# Cleaning your scallops



## Cobiacatcher (Sep 30, 2007)

I have found that the best and quickest way to clean scallops is to soak them in a cooler of ice water overnight. When you wake up in the morning all of them will be wide open. Then you can take you shop vac suck the guts out and will be left with only the meat. I tried this last year because some old guy at the boat ramp shared some of his wisdom with me.. Works great, try it.


----------



## sc23 (Jun 17, 2008)

Okay, never tried that.

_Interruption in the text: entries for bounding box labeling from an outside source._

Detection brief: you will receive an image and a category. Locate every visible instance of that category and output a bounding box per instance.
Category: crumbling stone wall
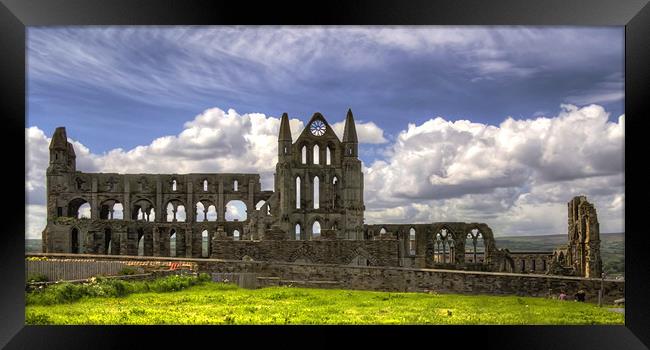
[552,196,603,278]
[211,235,399,266]
[197,260,625,303]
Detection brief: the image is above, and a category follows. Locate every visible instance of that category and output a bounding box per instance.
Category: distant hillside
[494,233,625,277]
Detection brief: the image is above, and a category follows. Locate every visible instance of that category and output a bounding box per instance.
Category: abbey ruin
[42,111,602,277]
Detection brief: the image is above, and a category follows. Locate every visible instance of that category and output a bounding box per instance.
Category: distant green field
[495,233,625,277]
[25,239,43,253]
[25,233,625,277]
[26,282,624,325]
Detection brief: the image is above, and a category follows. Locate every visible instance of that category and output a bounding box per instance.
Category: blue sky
[26,26,624,234]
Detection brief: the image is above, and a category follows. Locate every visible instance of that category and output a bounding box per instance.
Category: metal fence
[25,260,135,281]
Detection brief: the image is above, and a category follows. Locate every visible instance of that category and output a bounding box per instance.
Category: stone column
[90,176,99,220]
[185,176,196,222]
[122,175,130,221]
[217,180,226,221]
[152,226,160,256]
[155,176,162,222]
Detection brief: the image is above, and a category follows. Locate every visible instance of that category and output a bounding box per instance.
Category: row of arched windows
[301,145,332,165]
[172,179,239,192]
[296,176,339,209]
[294,220,320,240]
[66,199,248,222]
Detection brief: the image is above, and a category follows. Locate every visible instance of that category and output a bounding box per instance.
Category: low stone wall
[210,240,399,266]
[25,260,143,281]
[28,254,625,304]
[198,260,625,303]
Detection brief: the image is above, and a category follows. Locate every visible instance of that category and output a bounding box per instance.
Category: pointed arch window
[296,176,300,209]
[311,220,320,239]
[314,176,320,209]
[325,146,332,165]
[313,145,320,164]
[409,227,415,255]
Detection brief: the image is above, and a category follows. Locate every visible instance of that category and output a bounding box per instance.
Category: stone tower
[42,127,79,252]
[567,196,602,278]
[274,110,365,240]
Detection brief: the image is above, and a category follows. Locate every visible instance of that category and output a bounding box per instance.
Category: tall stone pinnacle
[343,109,359,143]
[278,113,291,141]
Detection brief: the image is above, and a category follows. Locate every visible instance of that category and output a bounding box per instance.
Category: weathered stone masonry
[43,111,600,276]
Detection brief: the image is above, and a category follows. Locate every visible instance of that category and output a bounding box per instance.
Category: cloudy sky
[25,26,625,241]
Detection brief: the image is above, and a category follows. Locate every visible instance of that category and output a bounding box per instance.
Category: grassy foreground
[26,282,623,325]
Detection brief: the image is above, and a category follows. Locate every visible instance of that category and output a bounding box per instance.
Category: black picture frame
[5,0,650,349]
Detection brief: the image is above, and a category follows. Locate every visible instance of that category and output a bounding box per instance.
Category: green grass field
[26,282,624,325]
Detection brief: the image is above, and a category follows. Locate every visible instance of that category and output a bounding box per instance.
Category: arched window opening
[314,145,320,164]
[104,228,112,255]
[111,203,124,220]
[465,229,485,264]
[138,230,144,256]
[409,227,415,255]
[167,202,176,222]
[70,227,83,254]
[296,177,300,209]
[314,176,320,209]
[205,204,217,221]
[169,229,177,256]
[311,220,320,239]
[434,228,455,264]
[255,200,271,215]
[325,146,332,165]
[196,202,208,222]
[68,198,90,219]
[226,200,248,221]
[176,205,187,222]
[77,202,90,219]
[201,230,210,258]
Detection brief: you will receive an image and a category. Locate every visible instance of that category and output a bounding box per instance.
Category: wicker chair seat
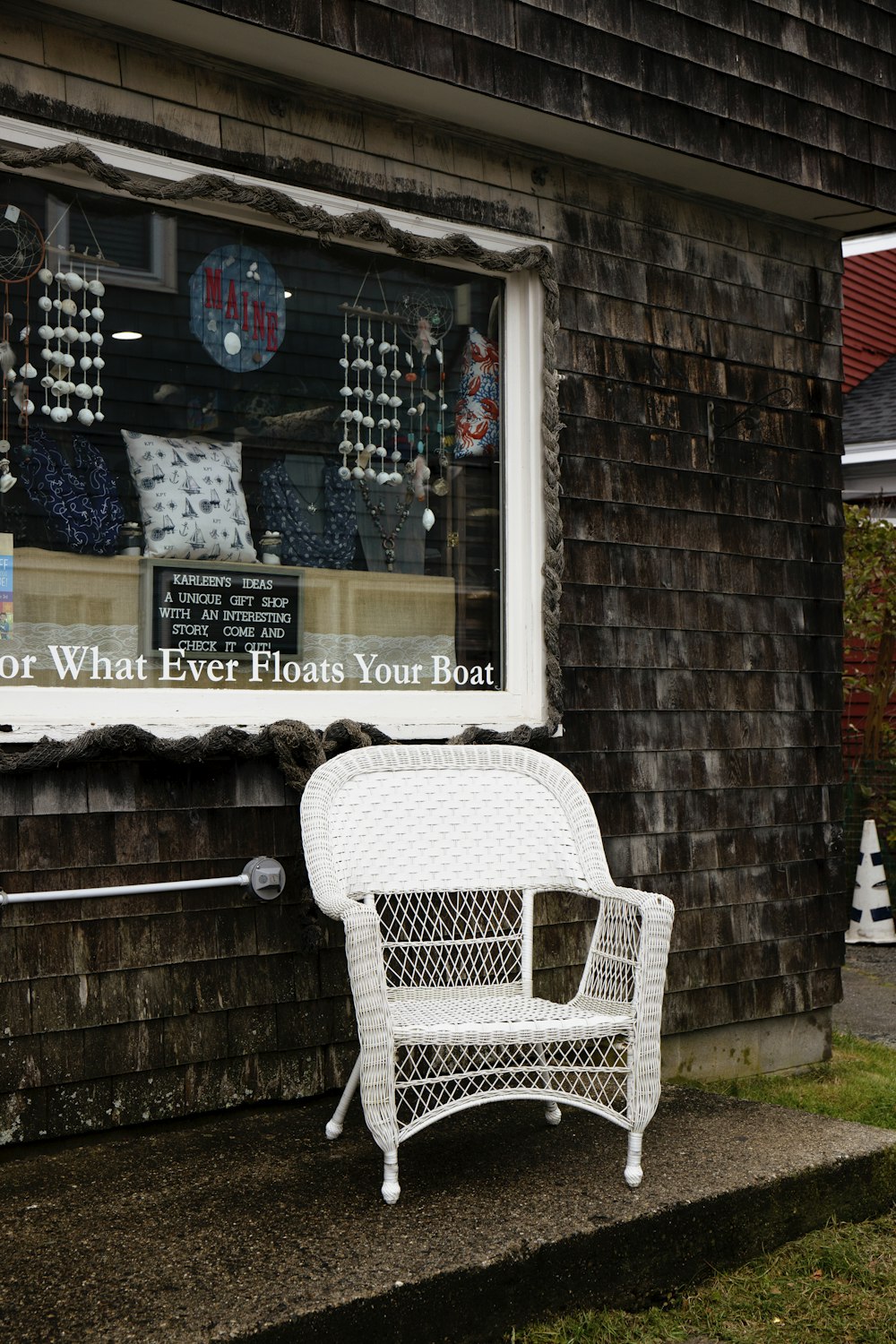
[392,994,634,1046]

I'"d never use a shop vac. 



Just my thing.


----------



## AUradar (Oct 1, 2007)

maybe easier, but, doing it on the boat right after you finish catching them in the end is easier to me. You can go through them pretty quick with a knife. Keep the meat, throw everything else back in the water. No real clean up afterward. Don't even have to get your cooler dirty if you keep the catch in buckets.


----------



## LibertyCall (Oct 3, 2007)

Where do you go to find em? I've never harvested them myself, but I sure am game!

Doug


----------



## GAHUNTER (Jan 30, 2008)

I'll bet that's one fine smelling shop vac container! Don't know if there's enough lemon juice and baking soda in the Panhandle to kill that smell.


----------



## AUradar (Oct 1, 2007)

> *LibertyCall (7/26/2008)*Where do you go to find em? I've never harvested them myself, but I sure am game!
> Doug


port saint joe


----------



## scallopman (Oct 5, 2007)

Were you in Port St Joe in the last week? I am going for my second 08' visit in a few days and was curious if anyone was still finding any. We got a bunch over the fourth of July but the majority of them were small and we left them there.

Thanks! Scallopman


----------



## AUradar (Oct 1, 2007)

> *scallopman (7/27/2008)*Were you in Port St Joe in the last week? I am going for my second 08' visit in a few days and was curious if anyone was still finding any. We got a bunch over the fourth of July but the majority of them were small and we left them there.
> 
> Thanks! Scallopman


we were there the 4th weekend. we went out one morning and found a few, but not many and it took a long time. Asked around and that was pretty much the theme among all boaters out there. had a little boat trouble and needed to spend times with the little ones and parents, so we didn't do much after that.

Wouldn't mind trying again in late august though


----------



## Seegul51 (Oct 1, 2007)

Going third week in August, we use the guts for fish bait, redfish love it. So while we are cleaning we put the rods out in the flats.


----------



## ditchdoctor81 (Oct 3, 2007)

We will be there next weekend. I'll let everyone know how we do.


----------



## Scoutmaster (Oct 18, 2007)

Better than a shop vac, try teenagers! You can borrow my 3 any time you go. They find 'em pretty good to. Only problems is they work for food......


----------



## bare bones (Oct 2, 2007)

Iam going today we will be in tents at the state park. I will let you all know how we do.


----------



## bare bones (Oct 2, 2007)

This is a short report. We had rain the whole time we were there didn't even scollop for more than 30 min.


----------



## nextstep (Jun 27, 2008)

i remember way back when we collected scallops here in p'cola when it was legal. i was told that baby scallops grewon the shell of the big ones thats why it was good to put the shells back in the water. does anybody know if this is true or not?


----------



## Voodoo Lounge (Sep 28, 2007)

Just got back from a week in Cape San Blas, and we had a great trip. Found lots of scallops, and ended up with lots of empty beer cans at night! As with any other fishery, what you did last year may not work this year. We didnt have to go far at all to get our tasty treats!! 

Last year the wetvac trick worked awesome, but this year I've got a pretty good system so the vac didnt get used. And BTW, I still use the same vac today I used last year, I just gave it a good wash and there never was any "funk"

Ran into Rocklobster and DKdiver our last night there, and I'm sure they will have an awesome report when they get back.


----------



## nextstep (Jun 27, 2008)

http://research.myfwc.com/features/view_article.asp?id=6287

found the answer to my question. read the link if you are interested. no, scallops shells do not carry baby scallops.


----------